Pentesting with Perl
Joshua Abraham july 23-24
$2000
Ends February 1
$2200
Ends June 1
$2400
Ends July 20
$2700
July 21-24
Overview
The object of the course is to cover many of the tasks that need to be performed during a penetration assessment as well as to improve existing tools and build new tools as needed.
This course will help to streamline much of the tedious aspects of pentesting. We will use Perl to get the job done quickly and effectively. The goal of the course is to help everyone to automate many of the tasks they are performing manually, so that they can focus on more complex issues. The ability to automate tasks is critical to being a successful penetration tester. We need to be spending time on the most complex issues that cannot be tested through the use of automated tools!
Course Syllabus
- Perl and CPAN modules
- Scalars
- Arrays
- Hashes
- Objects
- Union and intersection of two files
- Base64 encode/decode
- IP/Hostnames reverse, resolve and extract information
- Convert CIDRs to Ranges and Ranges to CIDRs
- Extracting information from: Nmap, Nikto, Sslscan, Dirbuster, and Fierce
- Extracting links and email addresses from a website
- Building a basic Port-scanner
- Building a useful Port-scanning
- Building a sniffer to parse PDML (synergy decrypter)
- Phishing attacks on steroids!
- Improving Metasploit with Perl (psexec)

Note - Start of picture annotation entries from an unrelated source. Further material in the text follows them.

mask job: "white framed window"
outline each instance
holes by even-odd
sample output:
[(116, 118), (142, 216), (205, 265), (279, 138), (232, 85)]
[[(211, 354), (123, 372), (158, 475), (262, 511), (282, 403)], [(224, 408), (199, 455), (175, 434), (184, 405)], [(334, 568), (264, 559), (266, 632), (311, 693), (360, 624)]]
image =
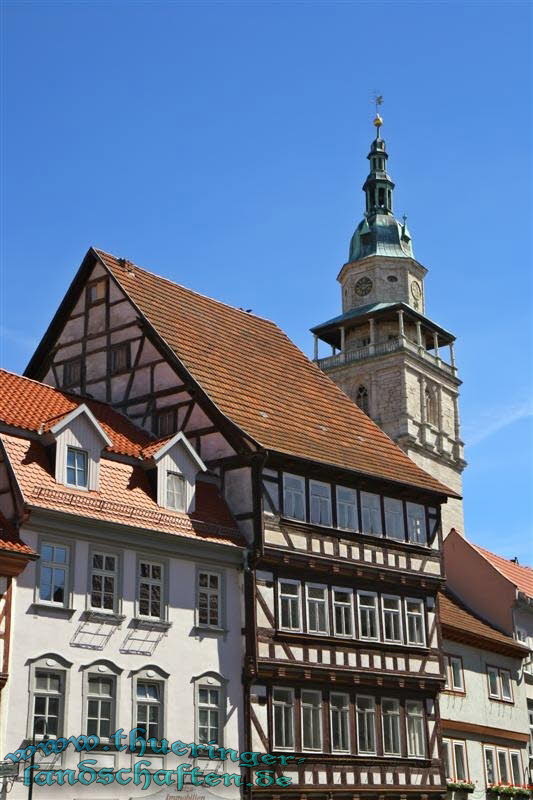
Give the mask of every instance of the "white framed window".
[(444, 656), (446, 665), (446, 685), (450, 692), (464, 692), (463, 659), (460, 656)]
[(322, 696), (320, 692), (302, 689), (302, 749), (322, 749)]
[(415, 597), (405, 598), (405, 619), (407, 623), (407, 644), (426, 646), (426, 624), (424, 601)]
[(63, 674), (53, 670), (35, 671), (32, 731), (37, 737), (62, 735), (65, 686)]
[(167, 508), (187, 511), (187, 481), (178, 472), (167, 472)]
[(112, 553), (91, 553), (91, 608), (114, 611), (117, 606), (118, 558)]
[(321, 481), (309, 481), (309, 506), (313, 525), (331, 527), (331, 486)]
[(212, 686), (198, 686), (197, 729), (200, 744), (222, 741), (221, 689)]
[(302, 630), (300, 581), (280, 578), (278, 581), (280, 628), (286, 631)]
[(331, 749), (334, 753), (350, 752), (350, 697), (343, 692), (329, 696), (331, 717)]
[(89, 454), (77, 447), (67, 447), (67, 486), (87, 489), (89, 481)]
[(353, 595), (351, 589), (333, 586), (333, 624), (336, 636), (353, 636)]
[(376, 753), (376, 701), (373, 697), (357, 695), (355, 700), (357, 721), (357, 752)]
[(378, 596), (376, 592), (357, 592), (357, 609), (359, 616), (359, 637), (361, 639), (379, 639)]
[(372, 533), (381, 536), (381, 497), (371, 492), (361, 492), (361, 523), (363, 533)]
[(402, 635), (402, 601), (399, 597), (384, 594), (381, 597), (383, 615), (383, 640), (401, 644)]
[(89, 675), (87, 686), (87, 735), (108, 739), (114, 728), (114, 678)]
[(381, 700), (381, 720), (383, 725), (384, 755), (401, 755), (399, 700), (394, 697), (384, 697)]
[(389, 539), (405, 541), (403, 502), (393, 497), (385, 497), (385, 531)]
[(274, 747), (276, 750), (294, 748), (294, 691), (274, 687), (272, 690), (272, 718)]
[(139, 561), (139, 615), (163, 616), (163, 565), (146, 559)]
[[(137, 727), (146, 731), (146, 739), (161, 739), (163, 686), (160, 681), (138, 680), (136, 688)], [(142, 736), (142, 734), (141, 734)]]
[(55, 542), (41, 544), (39, 600), (66, 606), (68, 599), (69, 548)]
[(423, 758), (426, 754), (424, 733), (424, 706), (421, 700), (405, 701), (405, 720), (407, 727), (407, 754)]
[(283, 515), (305, 521), (305, 479), (283, 473)]
[(337, 527), (343, 531), (359, 530), (355, 489), (337, 486)]
[(308, 633), (328, 633), (328, 592), (327, 587), (316, 583), (305, 585), (307, 599)]
[(202, 627), (221, 627), (221, 577), (219, 572), (211, 570), (199, 569), (197, 572), (197, 618)]
[(406, 503), (407, 533), (410, 542), (427, 544), (426, 509), (418, 503)]

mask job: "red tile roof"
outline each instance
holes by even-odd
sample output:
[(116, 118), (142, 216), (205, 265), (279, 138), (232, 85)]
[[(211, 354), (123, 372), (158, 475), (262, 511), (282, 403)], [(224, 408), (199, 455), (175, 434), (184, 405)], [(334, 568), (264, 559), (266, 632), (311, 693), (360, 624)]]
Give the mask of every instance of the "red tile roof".
[(267, 449), (440, 494), (273, 322), (94, 251), (212, 402)]
[(533, 569), (531, 567), (515, 564), (513, 561), (502, 558), (502, 556), (497, 556), (495, 553), (491, 553), (490, 550), (485, 550), (484, 547), (479, 547), (477, 544), (473, 544), (472, 547), (477, 550), (489, 564), (492, 564), (498, 572), (504, 575), (511, 583), (514, 583), (520, 592), (527, 594), (529, 597), (533, 597)]
[(450, 591), (439, 592), (438, 602), (444, 638), (471, 643), (489, 651), (507, 652), (515, 658), (527, 656), (527, 647), (482, 620)]
[(49, 430), (82, 404), (92, 411), (111, 439), (110, 448), (122, 455), (141, 455), (152, 437), (106, 403), (52, 389), (44, 383), (0, 369), (0, 421), (27, 431)]
[(214, 484), (197, 481), (196, 511), (184, 514), (157, 505), (146, 472), (140, 465), (102, 458), (100, 490), (83, 491), (56, 483), (48, 455), (39, 441), (6, 433), (0, 435), (0, 440), (24, 501), (30, 507), (244, 546), (236, 523)]

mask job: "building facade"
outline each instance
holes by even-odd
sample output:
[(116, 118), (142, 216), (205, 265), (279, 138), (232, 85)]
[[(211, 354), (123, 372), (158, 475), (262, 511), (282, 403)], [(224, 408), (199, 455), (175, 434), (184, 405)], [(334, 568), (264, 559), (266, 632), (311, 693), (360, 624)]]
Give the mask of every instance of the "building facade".
[[(246, 541), (244, 746), (291, 784), (252, 797), (445, 791), (436, 597), (453, 490), (273, 323), (90, 250), (26, 371), (181, 432)], [(173, 732), (168, 731), (169, 738)]]
[[(406, 219), (393, 215), (381, 117), (374, 124), (365, 214), (337, 278), (342, 314), (312, 329), (315, 361), (410, 458), (460, 495), (455, 337), (426, 314), (427, 269), (414, 257)], [(319, 358), (319, 342), (332, 355)], [(445, 536), (451, 528), (464, 531), (460, 499), (443, 511)]]

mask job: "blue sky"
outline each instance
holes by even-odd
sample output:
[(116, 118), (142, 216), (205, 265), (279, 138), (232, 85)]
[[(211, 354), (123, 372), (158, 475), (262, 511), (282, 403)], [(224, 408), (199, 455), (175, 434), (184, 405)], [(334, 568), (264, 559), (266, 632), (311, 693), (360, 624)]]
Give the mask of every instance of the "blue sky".
[(531, 6), (5, 2), (1, 363), (96, 245), (308, 329), (340, 311), (371, 97), (458, 336), (469, 537), (531, 563)]

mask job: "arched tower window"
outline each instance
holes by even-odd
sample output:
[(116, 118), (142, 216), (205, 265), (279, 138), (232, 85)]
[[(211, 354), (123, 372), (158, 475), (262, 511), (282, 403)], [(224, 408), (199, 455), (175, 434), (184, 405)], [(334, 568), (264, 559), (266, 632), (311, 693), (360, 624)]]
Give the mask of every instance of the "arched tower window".
[(369, 414), (370, 409), (368, 403), (368, 389), (366, 388), (366, 386), (361, 385), (357, 389), (357, 393), (355, 395), (355, 402), (357, 403), (361, 411), (364, 411), (365, 414)]
[(437, 397), (435, 392), (428, 387), (426, 387), (424, 402), (426, 406), (426, 422), (429, 422), (430, 425), (437, 425)]

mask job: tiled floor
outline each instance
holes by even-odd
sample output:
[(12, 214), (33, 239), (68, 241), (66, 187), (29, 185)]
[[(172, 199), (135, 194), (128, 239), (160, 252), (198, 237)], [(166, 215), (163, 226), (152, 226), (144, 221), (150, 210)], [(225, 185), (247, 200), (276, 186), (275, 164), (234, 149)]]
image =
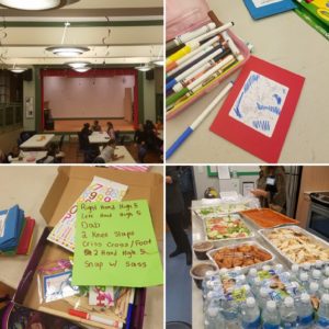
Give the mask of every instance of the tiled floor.
[[(191, 229), (189, 230), (191, 241)], [(192, 281), (185, 254), (169, 258), (175, 249), (170, 231), (166, 234), (166, 322), (192, 322)]]

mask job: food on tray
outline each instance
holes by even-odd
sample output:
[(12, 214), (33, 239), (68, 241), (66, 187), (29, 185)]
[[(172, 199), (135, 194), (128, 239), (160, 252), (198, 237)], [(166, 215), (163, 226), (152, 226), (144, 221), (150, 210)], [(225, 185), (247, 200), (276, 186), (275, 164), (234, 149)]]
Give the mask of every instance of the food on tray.
[(277, 212), (274, 212), (272, 209), (249, 209), (243, 211), (241, 214), (256, 223), (260, 227), (269, 228), (269, 227), (275, 227), (283, 224), (298, 224), (298, 220), (295, 220), (293, 218), (290, 218), (285, 215), (282, 215)]
[(212, 250), (214, 248), (213, 242), (209, 241), (201, 241), (201, 242), (195, 242), (193, 245), (193, 250), (197, 259), (200, 260), (206, 260), (208, 259), (207, 257), (207, 251)]
[(198, 209), (195, 209), (194, 212), (196, 215), (198, 215), (202, 218), (207, 218), (207, 217), (215, 217), (219, 216), (223, 214), (231, 214), (231, 213), (238, 213), (242, 211), (247, 211), (248, 207), (242, 204), (242, 203), (235, 203), (235, 204), (222, 204), (217, 206), (208, 206), (208, 207), (202, 207)]
[(251, 232), (238, 215), (205, 219), (209, 240), (248, 238)]
[(212, 258), (219, 269), (232, 269), (236, 266), (250, 266), (272, 259), (271, 253), (254, 245), (240, 245), (238, 247), (225, 247), (212, 253)]
[(286, 258), (297, 264), (329, 261), (329, 248), (315, 238), (292, 228), (276, 228), (266, 234), (268, 239)]

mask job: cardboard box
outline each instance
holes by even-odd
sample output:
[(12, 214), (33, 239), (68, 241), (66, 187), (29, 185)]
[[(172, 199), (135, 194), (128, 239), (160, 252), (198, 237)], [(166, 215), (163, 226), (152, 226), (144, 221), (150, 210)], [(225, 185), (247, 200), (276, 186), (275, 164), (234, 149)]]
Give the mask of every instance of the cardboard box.
[[(109, 168), (95, 167), (59, 167), (58, 175), (55, 179), (45, 201), (41, 213), (48, 227), (44, 230), (35, 251), (29, 262), (23, 279), (18, 287), (13, 302), (20, 305), (37, 309), (44, 313), (56, 315), (69, 320), (98, 328), (109, 328), (93, 321), (78, 319), (68, 314), (68, 303), (57, 300), (47, 304), (39, 304), (36, 269), (38, 264), (47, 263), (52, 260), (68, 258), (72, 256), (64, 248), (47, 240), (52, 228), (77, 201), (83, 190), (90, 184), (93, 177), (98, 175), (115, 182), (128, 185), (128, 191), (124, 200), (147, 200), (150, 207), (152, 224), (158, 241), (162, 241), (163, 234), (163, 178), (158, 173), (127, 172)], [(136, 298), (138, 305), (134, 310), (133, 328), (143, 328), (144, 307), (146, 290), (138, 290)]]
[[(167, 42), (177, 37), (178, 35), (184, 34), (186, 32), (193, 31), (201, 27), (204, 24), (214, 22), (217, 27), (223, 25), (223, 22), (216, 16), (216, 14), (209, 9), (206, 0), (190, 0), (182, 1), (178, 4), (175, 0), (167, 0), (167, 29), (166, 29), (166, 39)], [(239, 61), (237, 65), (231, 66), (224, 73), (207, 82), (203, 88), (197, 90), (192, 97), (190, 97), (184, 102), (180, 102), (173, 109), (166, 113), (166, 118), (171, 120), (172, 117), (180, 114), (191, 104), (196, 102), (198, 99), (209, 93), (214, 88), (229, 78), (234, 72), (240, 69), (249, 59), (250, 50), (248, 46), (236, 36), (230, 30), (227, 30), (229, 37), (234, 41), (243, 60)]]

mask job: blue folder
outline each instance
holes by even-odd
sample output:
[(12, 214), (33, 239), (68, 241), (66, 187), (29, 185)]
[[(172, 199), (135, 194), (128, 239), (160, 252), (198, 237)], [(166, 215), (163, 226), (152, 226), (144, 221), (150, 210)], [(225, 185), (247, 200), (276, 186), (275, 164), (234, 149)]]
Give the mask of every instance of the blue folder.
[(0, 215), (5, 215), (3, 236), (0, 237), (0, 250), (9, 251), (20, 242), (21, 231), (24, 226), (24, 212), (18, 205), (8, 211), (1, 211)]
[(293, 0), (281, 0), (279, 2), (269, 3), (259, 8), (254, 5), (254, 0), (243, 0), (243, 1), (253, 20), (260, 20), (296, 8), (296, 4), (294, 3)]

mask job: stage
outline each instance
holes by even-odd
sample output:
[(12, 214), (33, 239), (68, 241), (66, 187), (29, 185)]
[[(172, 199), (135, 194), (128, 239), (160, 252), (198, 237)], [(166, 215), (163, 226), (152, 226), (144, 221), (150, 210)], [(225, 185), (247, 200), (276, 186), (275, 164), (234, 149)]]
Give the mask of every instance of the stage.
[[(134, 132), (134, 124), (121, 118), (109, 118), (109, 120), (99, 120), (99, 124), (101, 125), (103, 131), (107, 129), (107, 122), (112, 122), (114, 126), (114, 131), (122, 133), (131, 133)], [(54, 134), (75, 134), (82, 129), (83, 124), (89, 123), (90, 126), (93, 125), (93, 120), (55, 120), (54, 121), (54, 131), (45, 131), (45, 133), (54, 133)]]

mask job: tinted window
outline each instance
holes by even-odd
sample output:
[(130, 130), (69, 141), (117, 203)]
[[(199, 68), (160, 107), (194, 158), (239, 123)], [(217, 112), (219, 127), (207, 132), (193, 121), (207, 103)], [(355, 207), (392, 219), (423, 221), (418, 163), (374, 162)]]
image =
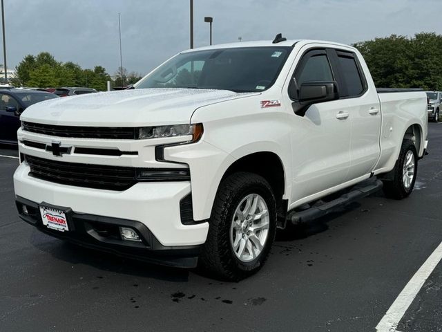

- Web login bruteforcer (GET and POST)
- Web directory bruteforcer
- BurpSuite Automation with Perl
- Building and Improving custom Nikto checks
Teaching Methods
Lecture, hands-on labs and code review.
Who should attend
Anyone with an interest in automating mundane tasks during a penetration test.
Prerequisites
Understanding of at least a single programming language (Perl, Python, Ruby, PHP, Java, C#, C, C++), and familiarity with Nmap, Metasploit and other penetration testing tools
What to bring
Laptop (installed with Ubuntu or Windows XP and VMware Player)
Materials Supplied
Modules, Examples and Slides
Trainer
Joshua "Jabra" Abraham joined Rapid7 in 2006 as a Security Consultant. Josh has extensive IT Security and Auditing experience and worked as an enterprise risk assessment analyst for Hasbro Corporation. Josh specializes in penetration testing, web application security assessments, wireless security assessments, and custom code development. In the past, he has spoken at BlackHat, DEF CON, ShmooCon, Infosec World, CSI, OWASP Conferences, LinuxWorld, Comdex and BLUG. In his spare time, he contributes code to open source security projects such as the BackTrack LiveCD, BeEF, Nikto, Fierce, and PBNJ.